Contam alguns mais antigos que um dos primeiros grupos de bumba-boi a comparecer na capela simples de São Pedro, às margens da Praia da Madre Deus, foi o Boi de Iguaíba, ainda na década de 1930. A informação é rechaçada por Herbert Santos. Para ele, as primeiras manifestações compareceram à estrutura religiosa para as bênçãos do santo em meados da década de 1940. “Os primeiros grupos somente compareceram neste período. Alguns contatos de pessoas com antigos moradores da Madre Deus e estivadores vindos da região de Guimarães da Baixada e que por ali na Madre divina se estabeleceram facilitaram o deslocamento das primeiras manifestações”, disse o pesquisador.
Segundo Herbert, grupos como o Boi do Matadouro (que virou o Boi de Leonardo), de Laurentino (da Fé em Deus) e do Mizico (da Vila Passos) foram os precursores da tradição de buscar na capela a proteção divina. “Como havia na comunidade da Madre Deus uma força muito grande da comunidade cultural, com a promoção previamente de festas de Carnaval, por meio dos grupos tradicionais, pensou-se na junção da festa religiosa com a tradição dos grupos de bumba-boi. E deu certo”, frisou Herbert.
O fator barragem
Com a inauguração, em meados da década de 1970, da Barragem do Bacanga, o itinerário da procissão marítima (que antes saía da Praia da Madre Deus) passou a ter como ponto de partida a maré alta do Jenipapeiro, no cais que atualmente é administrado pela Marinha do Brasil (ainda é possível ver o cais para quem sai da Ponte Bandeira Tribuzi) O deslocamento, assim como hoje, depende da variação da maré.
Dependendo do ano, a procissão sai nas primeiras horas da manhã ou no fim da tarde. A atual configuração da procissão e da capela permaneceu até 1997, quando o governo do Maranhão, na gestão de Roseana Sarney, financiou a construção da igreja em alusão ao santo.

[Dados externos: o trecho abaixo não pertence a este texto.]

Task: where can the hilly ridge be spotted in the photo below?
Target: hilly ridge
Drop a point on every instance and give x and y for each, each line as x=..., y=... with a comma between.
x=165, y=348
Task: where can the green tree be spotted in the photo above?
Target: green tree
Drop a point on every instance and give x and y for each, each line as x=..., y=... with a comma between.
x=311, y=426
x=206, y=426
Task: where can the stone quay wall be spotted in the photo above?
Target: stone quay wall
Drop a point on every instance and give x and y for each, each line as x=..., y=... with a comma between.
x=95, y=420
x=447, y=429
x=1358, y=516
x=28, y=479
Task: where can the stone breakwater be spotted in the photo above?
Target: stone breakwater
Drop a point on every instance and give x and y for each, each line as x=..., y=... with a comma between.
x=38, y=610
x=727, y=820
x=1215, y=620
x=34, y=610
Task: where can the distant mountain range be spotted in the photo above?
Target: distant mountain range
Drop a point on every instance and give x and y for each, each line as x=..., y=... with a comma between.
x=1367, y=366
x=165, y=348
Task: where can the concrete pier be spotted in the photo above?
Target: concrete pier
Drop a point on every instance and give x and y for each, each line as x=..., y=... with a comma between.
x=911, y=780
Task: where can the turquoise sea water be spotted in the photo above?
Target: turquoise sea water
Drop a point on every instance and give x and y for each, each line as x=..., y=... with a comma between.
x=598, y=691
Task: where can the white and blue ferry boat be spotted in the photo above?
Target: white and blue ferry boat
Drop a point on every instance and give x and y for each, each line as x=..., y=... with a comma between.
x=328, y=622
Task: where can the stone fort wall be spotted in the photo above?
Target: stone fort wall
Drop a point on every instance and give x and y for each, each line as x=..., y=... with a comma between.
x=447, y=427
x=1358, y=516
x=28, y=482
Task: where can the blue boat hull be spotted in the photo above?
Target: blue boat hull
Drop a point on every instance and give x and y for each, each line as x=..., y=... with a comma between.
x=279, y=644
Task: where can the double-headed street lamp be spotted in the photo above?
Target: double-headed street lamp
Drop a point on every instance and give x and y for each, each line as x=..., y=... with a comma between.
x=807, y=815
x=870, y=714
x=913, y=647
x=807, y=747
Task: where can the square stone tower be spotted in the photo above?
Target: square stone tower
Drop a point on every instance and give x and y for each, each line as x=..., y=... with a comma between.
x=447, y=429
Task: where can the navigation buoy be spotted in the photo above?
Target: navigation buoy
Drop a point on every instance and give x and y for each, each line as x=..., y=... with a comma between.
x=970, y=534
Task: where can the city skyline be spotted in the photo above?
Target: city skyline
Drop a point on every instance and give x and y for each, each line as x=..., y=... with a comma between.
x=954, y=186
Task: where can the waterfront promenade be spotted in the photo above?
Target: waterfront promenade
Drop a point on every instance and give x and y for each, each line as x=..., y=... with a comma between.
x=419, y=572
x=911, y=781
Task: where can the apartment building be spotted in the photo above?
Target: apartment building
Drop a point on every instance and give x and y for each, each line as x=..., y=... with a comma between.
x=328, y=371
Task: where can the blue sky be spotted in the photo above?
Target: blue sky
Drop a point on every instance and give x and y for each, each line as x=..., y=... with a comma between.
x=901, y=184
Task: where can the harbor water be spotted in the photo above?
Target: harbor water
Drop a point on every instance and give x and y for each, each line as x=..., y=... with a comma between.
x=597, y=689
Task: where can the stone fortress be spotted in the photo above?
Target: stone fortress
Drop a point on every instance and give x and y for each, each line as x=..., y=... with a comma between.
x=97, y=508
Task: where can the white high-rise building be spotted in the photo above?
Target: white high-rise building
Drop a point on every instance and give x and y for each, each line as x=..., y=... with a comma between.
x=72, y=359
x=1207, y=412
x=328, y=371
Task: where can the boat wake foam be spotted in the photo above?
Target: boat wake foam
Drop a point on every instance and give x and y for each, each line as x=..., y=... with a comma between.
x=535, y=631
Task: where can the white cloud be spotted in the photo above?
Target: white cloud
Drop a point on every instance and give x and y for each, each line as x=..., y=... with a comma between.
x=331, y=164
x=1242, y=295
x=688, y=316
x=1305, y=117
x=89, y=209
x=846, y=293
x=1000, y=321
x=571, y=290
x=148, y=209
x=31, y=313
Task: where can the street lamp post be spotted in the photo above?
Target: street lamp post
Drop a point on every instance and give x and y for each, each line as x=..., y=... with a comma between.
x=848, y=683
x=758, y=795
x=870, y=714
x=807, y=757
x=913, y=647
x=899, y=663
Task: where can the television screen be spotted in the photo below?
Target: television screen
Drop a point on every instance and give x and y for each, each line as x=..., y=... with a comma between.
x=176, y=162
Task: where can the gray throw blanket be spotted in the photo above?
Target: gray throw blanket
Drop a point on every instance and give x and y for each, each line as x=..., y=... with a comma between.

O projeto foi pensado, na ocasião, pelos departamentos de infraestrutura e apoiados pelo setor de cultura. Com os serviços, a igreja passou a funcionar no alto do espaço do largo, com cobertura em formato de chapéu típico dos grupos de bumba boi. Subir as escadarias que dão acesso à igreja passou a ser um desafio para os devotos.
Antes da reforma mais recente, a capela de São Pedro foi reformada em outras três ocasiões, entre 1973 e 1995. No entanto, neste período, foram feitos apenas reparos por iniciativas da Prefeitura de São Luís. A partir de 2001, por orientação da comunidade, a Arquidiocese de São Luís modificou a referência nominal da capela, de forma definitiva, para Igreja de São Pedro (reportada à Paróquia de São Pantaleão, no Centro).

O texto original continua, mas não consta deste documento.